Mon travail, mené parallèlement à Paris et à San Francisco entre janvier et juillet 1996, a donné lieu à la rédaction d’un manuel de counseling, à des conférences données à Paris et à New York à des soignants et des associations de malades. Il s’agissait de diffuser les résultats de mes observations et de mes entretiens de manière à entamer une réflexion collective sur les moyens à mettre en place pour penser à la fois la trajectoire nouvelle empruntée par la maladie, sur laquelle la médecine n’avait pas le contrôle, mais aussi la trajectoire et le travail d’ajustement biographique et corporel conduit par les malades, qui étaient là bien vivants et étaient en train de conduire des activités incessantes sous nos yeux y compris pour certains, le travail de préparation de leur mort qui nécessitait un travail administratif important et urgent à conduire avant de perdre définitivement la vue.

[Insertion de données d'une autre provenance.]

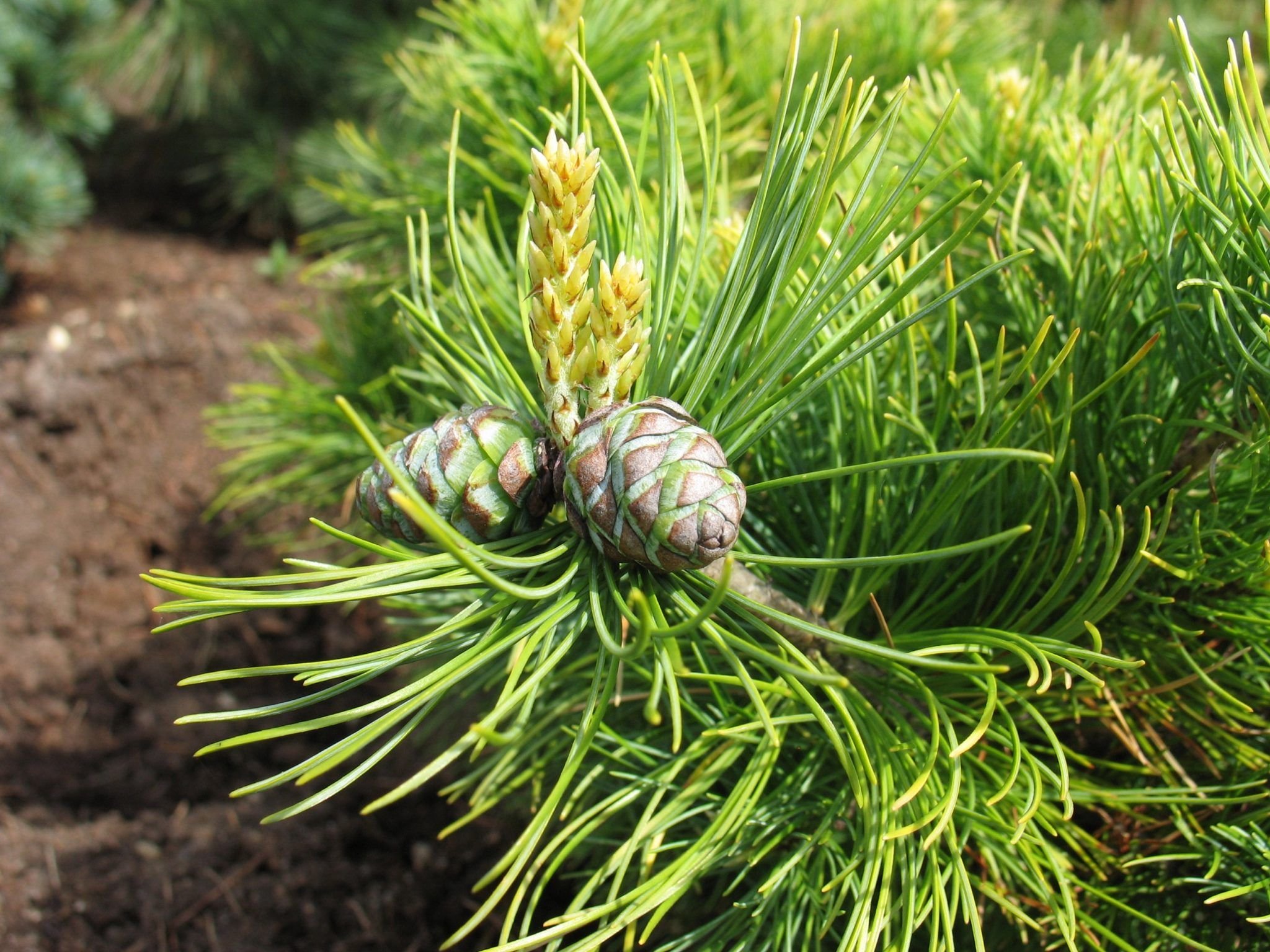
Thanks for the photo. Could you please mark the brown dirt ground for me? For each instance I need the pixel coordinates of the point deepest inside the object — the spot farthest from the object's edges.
(112, 837)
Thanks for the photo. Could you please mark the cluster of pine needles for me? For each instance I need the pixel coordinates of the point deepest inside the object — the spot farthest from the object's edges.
(993, 366)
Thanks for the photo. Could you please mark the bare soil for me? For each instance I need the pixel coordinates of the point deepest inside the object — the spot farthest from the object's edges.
(112, 835)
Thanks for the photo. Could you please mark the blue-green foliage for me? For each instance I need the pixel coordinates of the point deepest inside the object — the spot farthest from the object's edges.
(46, 111)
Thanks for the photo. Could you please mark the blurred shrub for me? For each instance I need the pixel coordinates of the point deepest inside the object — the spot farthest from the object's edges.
(226, 89)
(45, 111)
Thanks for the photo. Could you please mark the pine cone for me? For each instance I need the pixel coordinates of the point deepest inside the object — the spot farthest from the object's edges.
(648, 485)
(484, 470)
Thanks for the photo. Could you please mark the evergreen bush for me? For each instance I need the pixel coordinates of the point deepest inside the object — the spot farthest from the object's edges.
(46, 111)
(987, 664)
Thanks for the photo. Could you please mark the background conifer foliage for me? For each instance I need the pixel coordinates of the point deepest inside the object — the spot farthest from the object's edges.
(810, 459)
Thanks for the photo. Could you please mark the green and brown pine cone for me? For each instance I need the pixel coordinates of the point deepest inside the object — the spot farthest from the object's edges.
(484, 470)
(648, 485)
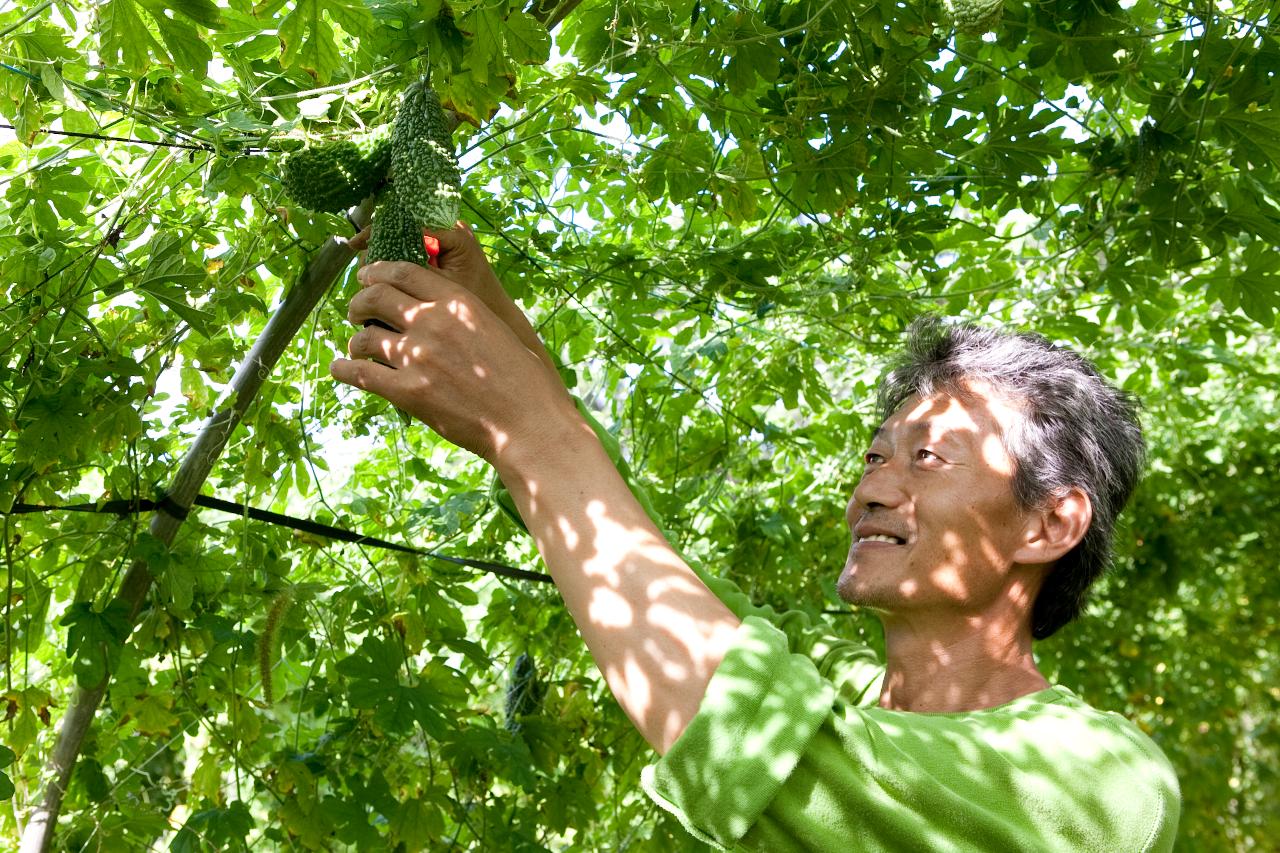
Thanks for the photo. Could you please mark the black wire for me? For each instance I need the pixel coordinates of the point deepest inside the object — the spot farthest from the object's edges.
(133, 506)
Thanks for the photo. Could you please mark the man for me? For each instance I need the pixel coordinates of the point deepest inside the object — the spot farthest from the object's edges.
(983, 514)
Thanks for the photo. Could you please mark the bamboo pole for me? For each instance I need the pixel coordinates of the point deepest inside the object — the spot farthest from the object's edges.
(280, 329)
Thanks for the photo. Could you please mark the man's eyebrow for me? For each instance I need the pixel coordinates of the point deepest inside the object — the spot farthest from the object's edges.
(924, 427)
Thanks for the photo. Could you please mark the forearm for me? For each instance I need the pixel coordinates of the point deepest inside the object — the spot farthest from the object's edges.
(654, 629)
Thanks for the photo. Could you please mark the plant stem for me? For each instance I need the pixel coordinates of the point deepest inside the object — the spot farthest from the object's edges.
(306, 293)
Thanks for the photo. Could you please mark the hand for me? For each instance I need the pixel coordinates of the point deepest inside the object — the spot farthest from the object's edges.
(451, 361)
(462, 259)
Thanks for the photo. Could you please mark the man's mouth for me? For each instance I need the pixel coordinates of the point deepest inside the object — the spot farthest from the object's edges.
(881, 537)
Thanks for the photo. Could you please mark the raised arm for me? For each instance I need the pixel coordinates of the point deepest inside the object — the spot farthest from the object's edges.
(461, 364)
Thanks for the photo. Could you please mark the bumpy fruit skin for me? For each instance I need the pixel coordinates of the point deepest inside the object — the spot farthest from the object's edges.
(1146, 167)
(337, 176)
(976, 17)
(394, 236)
(524, 692)
(424, 168)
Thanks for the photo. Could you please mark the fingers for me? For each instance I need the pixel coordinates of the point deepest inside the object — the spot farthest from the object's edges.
(384, 306)
(360, 242)
(366, 375)
(458, 240)
(417, 282)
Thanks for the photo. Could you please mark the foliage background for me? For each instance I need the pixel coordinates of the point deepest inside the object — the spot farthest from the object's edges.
(721, 215)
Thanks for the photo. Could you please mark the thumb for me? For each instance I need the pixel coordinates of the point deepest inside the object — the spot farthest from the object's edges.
(458, 246)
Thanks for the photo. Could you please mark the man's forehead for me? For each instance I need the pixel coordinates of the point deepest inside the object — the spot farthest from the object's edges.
(968, 416)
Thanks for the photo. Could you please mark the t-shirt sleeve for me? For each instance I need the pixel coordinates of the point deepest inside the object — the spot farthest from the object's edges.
(775, 761)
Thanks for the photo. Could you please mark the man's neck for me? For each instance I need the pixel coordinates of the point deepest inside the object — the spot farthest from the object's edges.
(960, 666)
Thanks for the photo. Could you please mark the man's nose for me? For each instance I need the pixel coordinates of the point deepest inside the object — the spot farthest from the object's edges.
(880, 487)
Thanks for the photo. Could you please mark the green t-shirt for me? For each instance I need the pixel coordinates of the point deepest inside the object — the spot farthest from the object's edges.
(790, 752)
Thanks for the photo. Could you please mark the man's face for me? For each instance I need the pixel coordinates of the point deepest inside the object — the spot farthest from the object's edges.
(933, 518)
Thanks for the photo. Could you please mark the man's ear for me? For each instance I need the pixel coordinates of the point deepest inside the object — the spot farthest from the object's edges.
(1057, 528)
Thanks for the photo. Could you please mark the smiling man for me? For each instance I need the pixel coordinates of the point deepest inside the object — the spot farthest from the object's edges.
(983, 515)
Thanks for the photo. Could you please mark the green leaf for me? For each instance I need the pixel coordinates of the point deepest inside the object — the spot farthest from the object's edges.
(95, 639)
(7, 758)
(124, 37)
(528, 40)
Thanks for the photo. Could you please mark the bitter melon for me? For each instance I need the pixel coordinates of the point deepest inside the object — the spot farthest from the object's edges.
(423, 164)
(394, 236)
(524, 692)
(425, 181)
(976, 17)
(336, 176)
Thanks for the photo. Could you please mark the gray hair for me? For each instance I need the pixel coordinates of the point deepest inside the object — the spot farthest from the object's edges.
(1077, 430)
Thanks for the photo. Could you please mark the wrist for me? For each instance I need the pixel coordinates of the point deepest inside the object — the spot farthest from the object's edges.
(558, 433)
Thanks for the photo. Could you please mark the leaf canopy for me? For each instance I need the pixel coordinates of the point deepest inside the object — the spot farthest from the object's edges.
(721, 217)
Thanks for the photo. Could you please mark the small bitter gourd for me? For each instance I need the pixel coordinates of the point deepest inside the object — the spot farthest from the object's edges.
(976, 17)
(336, 176)
(524, 692)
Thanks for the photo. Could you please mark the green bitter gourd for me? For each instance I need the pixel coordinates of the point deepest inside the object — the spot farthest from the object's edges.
(976, 17)
(336, 176)
(425, 179)
(524, 692)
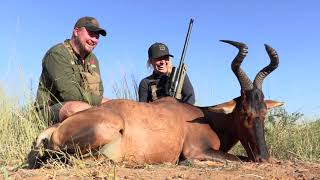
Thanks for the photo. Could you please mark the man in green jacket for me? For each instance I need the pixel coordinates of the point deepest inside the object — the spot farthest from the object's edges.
(70, 80)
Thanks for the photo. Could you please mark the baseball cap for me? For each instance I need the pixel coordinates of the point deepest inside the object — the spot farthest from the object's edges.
(91, 24)
(157, 50)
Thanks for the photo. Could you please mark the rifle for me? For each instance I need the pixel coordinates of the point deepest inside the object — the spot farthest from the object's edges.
(177, 75)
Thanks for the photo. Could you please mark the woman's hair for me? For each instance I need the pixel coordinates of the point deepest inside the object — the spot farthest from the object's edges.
(149, 65)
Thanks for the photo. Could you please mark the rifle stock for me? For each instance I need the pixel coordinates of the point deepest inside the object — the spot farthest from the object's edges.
(177, 75)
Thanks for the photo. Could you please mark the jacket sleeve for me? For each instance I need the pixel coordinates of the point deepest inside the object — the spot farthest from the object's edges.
(101, 88)
(63, 77)
(188, 95)
(143, 91)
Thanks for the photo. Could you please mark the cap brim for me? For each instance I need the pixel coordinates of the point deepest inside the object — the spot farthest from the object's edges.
(161, 55)
(96, 29)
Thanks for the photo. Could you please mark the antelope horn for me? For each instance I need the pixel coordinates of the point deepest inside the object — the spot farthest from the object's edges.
(243, 79)
(274, 61)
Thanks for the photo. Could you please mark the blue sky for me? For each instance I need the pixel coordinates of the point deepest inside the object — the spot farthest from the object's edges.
(30, 28)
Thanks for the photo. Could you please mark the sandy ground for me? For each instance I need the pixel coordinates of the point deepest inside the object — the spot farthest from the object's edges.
(196, 170)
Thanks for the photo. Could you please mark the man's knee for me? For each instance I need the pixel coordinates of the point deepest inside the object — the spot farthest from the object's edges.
(72, 107)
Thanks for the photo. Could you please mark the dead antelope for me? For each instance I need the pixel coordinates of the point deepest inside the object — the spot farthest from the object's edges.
(167, 130)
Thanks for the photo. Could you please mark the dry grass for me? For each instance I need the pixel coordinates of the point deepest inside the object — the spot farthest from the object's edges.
(287, 136)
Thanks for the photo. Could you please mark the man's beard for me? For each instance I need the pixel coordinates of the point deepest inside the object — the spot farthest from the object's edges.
(82, 47)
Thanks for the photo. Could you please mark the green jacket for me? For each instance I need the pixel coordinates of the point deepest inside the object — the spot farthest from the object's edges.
(60, 80)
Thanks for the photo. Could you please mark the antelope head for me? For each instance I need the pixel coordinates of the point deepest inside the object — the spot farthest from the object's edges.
(250, 109)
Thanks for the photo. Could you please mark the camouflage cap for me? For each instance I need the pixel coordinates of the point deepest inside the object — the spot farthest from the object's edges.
(157, 50)
(91, 24)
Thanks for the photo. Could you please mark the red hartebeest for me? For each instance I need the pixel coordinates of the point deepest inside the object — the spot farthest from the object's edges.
(167, 130)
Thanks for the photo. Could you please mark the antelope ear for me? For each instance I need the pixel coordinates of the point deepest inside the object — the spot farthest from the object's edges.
(225, 108)
(272, 104)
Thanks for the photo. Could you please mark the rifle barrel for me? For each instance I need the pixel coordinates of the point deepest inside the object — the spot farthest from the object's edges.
(179, 70)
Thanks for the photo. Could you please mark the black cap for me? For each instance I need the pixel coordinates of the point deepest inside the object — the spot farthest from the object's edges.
(91, 24)
(157, 50)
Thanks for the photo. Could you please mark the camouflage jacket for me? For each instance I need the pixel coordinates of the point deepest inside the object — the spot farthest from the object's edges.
(60, 80)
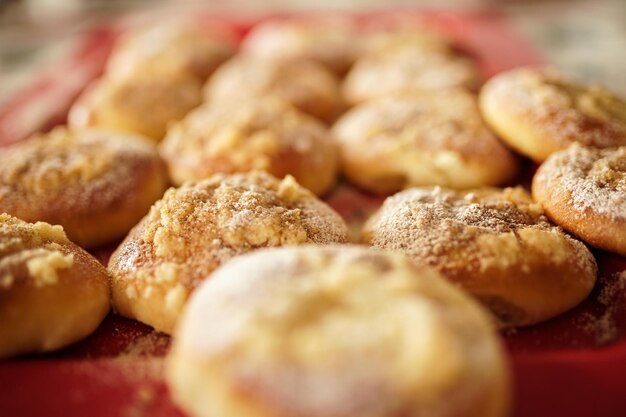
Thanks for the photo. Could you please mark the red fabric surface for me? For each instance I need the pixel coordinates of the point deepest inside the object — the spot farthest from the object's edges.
(570, 366)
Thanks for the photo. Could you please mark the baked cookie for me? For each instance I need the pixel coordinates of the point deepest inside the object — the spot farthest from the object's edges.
(305, 84)
(171, 48)
(408, 140)
(328, 40)
(197, 227)
(539, 111)
(96, 184)
(144, 104)
(52, 293)
(407, 70)
(583, 190)
(403, 31)
(267, 135)
(335, 331)
(496, 244)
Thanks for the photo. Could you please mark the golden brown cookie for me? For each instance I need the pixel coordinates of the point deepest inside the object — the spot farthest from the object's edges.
(583, 190)
(496, 244)
(197, 227)
(52, 293)
(539, 111)
(407, 70)
(335, 331)
(170, 48)
(144, 104)
(409, 140)
(328, 40)
(305, 84)
(268, 135)
(96, 184)
(403, 31)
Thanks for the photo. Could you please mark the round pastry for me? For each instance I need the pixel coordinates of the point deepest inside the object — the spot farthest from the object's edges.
(496, 244)
(267, 135)
(539, 111)
(144, 104)
(583, 190)
(305, 84)
(407, 140)
(335, 331)
(52, 293)
(328, 40)
(96, 184)
(174, 48)
(403, 31)
(406, 70)
(197, 227)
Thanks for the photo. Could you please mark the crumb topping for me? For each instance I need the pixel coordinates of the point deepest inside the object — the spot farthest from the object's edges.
(474, 230)
(198, 226)
(66, 167)
(594, 179)
(243, 138)
(318, 329)
(38, 247)
(568, 112)
(304, 84)
(406, 69)
(448, 120)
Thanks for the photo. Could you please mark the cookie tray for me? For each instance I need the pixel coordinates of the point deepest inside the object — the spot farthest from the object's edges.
(573, 365)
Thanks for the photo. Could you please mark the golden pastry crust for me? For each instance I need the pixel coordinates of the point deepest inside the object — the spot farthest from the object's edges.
(403, 31)
(405, 70)
(52, 293)
(584, 191)
(496, 244)
(329, 41)
(267, 135)
(170, 49)
(335, 331)
(306, 85)
(409, 140)
(539, 111)
(144, 104)
(197, 227)
(96, 184)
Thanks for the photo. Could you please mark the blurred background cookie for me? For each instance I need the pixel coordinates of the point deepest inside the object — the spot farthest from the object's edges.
(335, 331)
(496, 244)
(540, 111)
(435, 138)
(176, 47)
(196, 228)
(52, 293)
(584, 190)
(405, 70)
(305, 84)
(144, 104)
(268, 135)
(96, 184)
(331, 41)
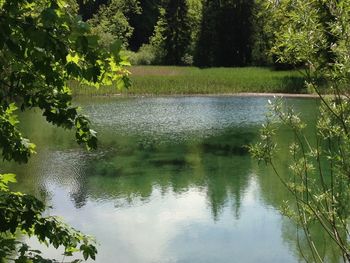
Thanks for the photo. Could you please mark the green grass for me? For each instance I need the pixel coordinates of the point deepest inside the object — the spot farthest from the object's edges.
(162, 80)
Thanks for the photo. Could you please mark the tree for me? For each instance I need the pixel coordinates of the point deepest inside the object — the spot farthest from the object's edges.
(316, 33)
(225, 34)
(42, 46)
(177, 34)
(111, 22)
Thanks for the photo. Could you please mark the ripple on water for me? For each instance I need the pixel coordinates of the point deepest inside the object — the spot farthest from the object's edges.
(177, 118)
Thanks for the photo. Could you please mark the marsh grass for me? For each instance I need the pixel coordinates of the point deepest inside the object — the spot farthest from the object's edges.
(169, 80)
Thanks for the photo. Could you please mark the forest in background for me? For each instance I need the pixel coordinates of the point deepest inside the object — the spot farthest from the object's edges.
(204, 33)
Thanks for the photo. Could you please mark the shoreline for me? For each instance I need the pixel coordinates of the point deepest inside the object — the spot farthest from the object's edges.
(239, 94)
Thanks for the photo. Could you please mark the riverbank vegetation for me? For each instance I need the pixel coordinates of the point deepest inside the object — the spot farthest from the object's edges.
(315, 33)
(172, 80)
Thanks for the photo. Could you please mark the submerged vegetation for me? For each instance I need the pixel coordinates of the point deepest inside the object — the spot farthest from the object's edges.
(171, 80)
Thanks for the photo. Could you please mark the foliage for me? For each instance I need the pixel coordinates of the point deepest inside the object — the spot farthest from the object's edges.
(112, 21)
(43, 44)
(144, 23)
(157, 40)
(177, 33)
(316, 33)
(144, 56)
(225, 34)
(166, 80)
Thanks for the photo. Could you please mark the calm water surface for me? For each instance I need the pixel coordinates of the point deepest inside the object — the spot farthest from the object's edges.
(171, 181)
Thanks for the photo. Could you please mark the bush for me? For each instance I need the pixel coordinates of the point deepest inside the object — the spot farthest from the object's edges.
(145, 56)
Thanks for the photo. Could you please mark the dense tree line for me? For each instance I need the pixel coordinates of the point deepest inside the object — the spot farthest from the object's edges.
(182, 32)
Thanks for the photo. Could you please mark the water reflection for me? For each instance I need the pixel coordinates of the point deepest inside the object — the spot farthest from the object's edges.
(171, 182)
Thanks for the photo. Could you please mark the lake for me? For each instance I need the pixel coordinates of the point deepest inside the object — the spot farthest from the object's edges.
(172, 181)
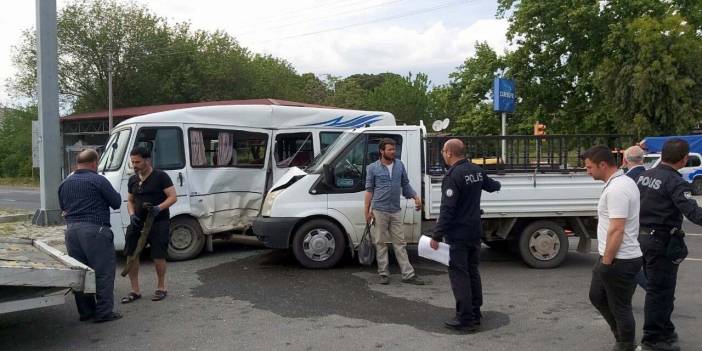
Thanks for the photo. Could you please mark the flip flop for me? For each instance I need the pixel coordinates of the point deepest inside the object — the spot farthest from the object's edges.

La rupture, que j’ai effectuée avec le paradigme palliatif dans l’accompagnement des malades et ce grâce aux travaux de recherche menés directement au pied du lit des malades à l’hôpital ou à leur domicile, a constitué les prémisses de mes travaux de recherche ultérieurs sur les activités conduites par les malades « au service de leur maintien de soi en vie ».

 

 

* Choc, déni, colère, marchandage, dépression, acceptation, modèle malheureusement trop et encore utilisé comme un tableau de bord dans le monde médical. On finit par guetter les étapes que le patient doit parcourir et faire du processus du deuil un déroulement attendu de choses devant être conformes à un déroulement par étapes!